114:1[sage]
2014/10/04(土) 23:40:06.68 ID:c4R1WUbH0
艦娘(小さな島に深海棲艦の姿を知るモノは殆どいない。だが、怪物という事だけは解っていた)
艦娘(漁業に出ている漁師たちが慌てて家に逃げ戻ってきた)
先代吹雪「弾丸少ないし、魚雷も2発しかないか…しょうがないよね」
艦娘「行く、の?」
先代吹雪「うん。それが仕事だから」
艦娘「でも、それ壊れてる」
先代吹雪「大丈夫。たとえ何体来たって怖くない」
先代吹雪「それにね。アイツらがいたら、貝だって全滅しちゃう。アイツらは海の資源も壊しちゃう」
先代吹雪「私がやっつけちゃうんだから!」
艦娘(そして彼女は壊れたままの艤装をつけ、弾丸の少ない砲を掲げて沖へと向かった)
艦娘(沖へ、とにかく島から離れた場所で戦おうとして)
艦娘(止めるべきだったのか否かは、今でも解らない。でも…)
艦娘(夕暮れの頃に大砲の音が幾度も響いて、島からも見えるほどの火が何度も放たれて)
艦娘(そして夜のうちに、戦いは終わった)
艦娘「…!」
父「なんてことだ……」
艦娘(沖から、こちらへ戻ってきた彼女の姿は誰が見ても重傷だった。もう、長くないことははっきりしていた)
先代吹雪「貝は…貝は……」
父「…あ、ああ」
艦娘(深海棲艦との激しい戦いで流出した油が、弾薬が…まさに私達の家の貝カゴを直撃していた)

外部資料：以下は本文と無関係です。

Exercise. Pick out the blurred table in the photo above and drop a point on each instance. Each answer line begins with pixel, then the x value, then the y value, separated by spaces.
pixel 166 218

艦娘(どれもこれも、死んでいる。父の顔が曇っているのが解っていく。だが)
父「だ、大丈夫だ! 君は、貝を守ったんだ! 素敵な真珠が出来るぞ!」
先代吹雪「見たい…どんな貝だろ…」
艦娘(力なく微笑む彼女の先に、一つだけ貝があった)
艦娘(小ぶりで、成長が遅れている。でも、一つだけ被害を免れていた。たくさんあった貝の、一つだけ)
父「ほ、ほら! ごらん、綺麗な色をしてるだろう?」
先代吹雪「綺麗……」
先代吹雪「素敵な真珠に…なるといいな」
艦娘「私達を…守ってくれた…だけじゃない、貝を…」
先代吹雪「いつか…いつか綺麗に……優しい海で…綺麗な真珠をつけて……」
艦娘「…いつか、綺麗な…優しい海で…」
艦娘(その日来たの連絡船での輸送中に、彼女は息を引き取った)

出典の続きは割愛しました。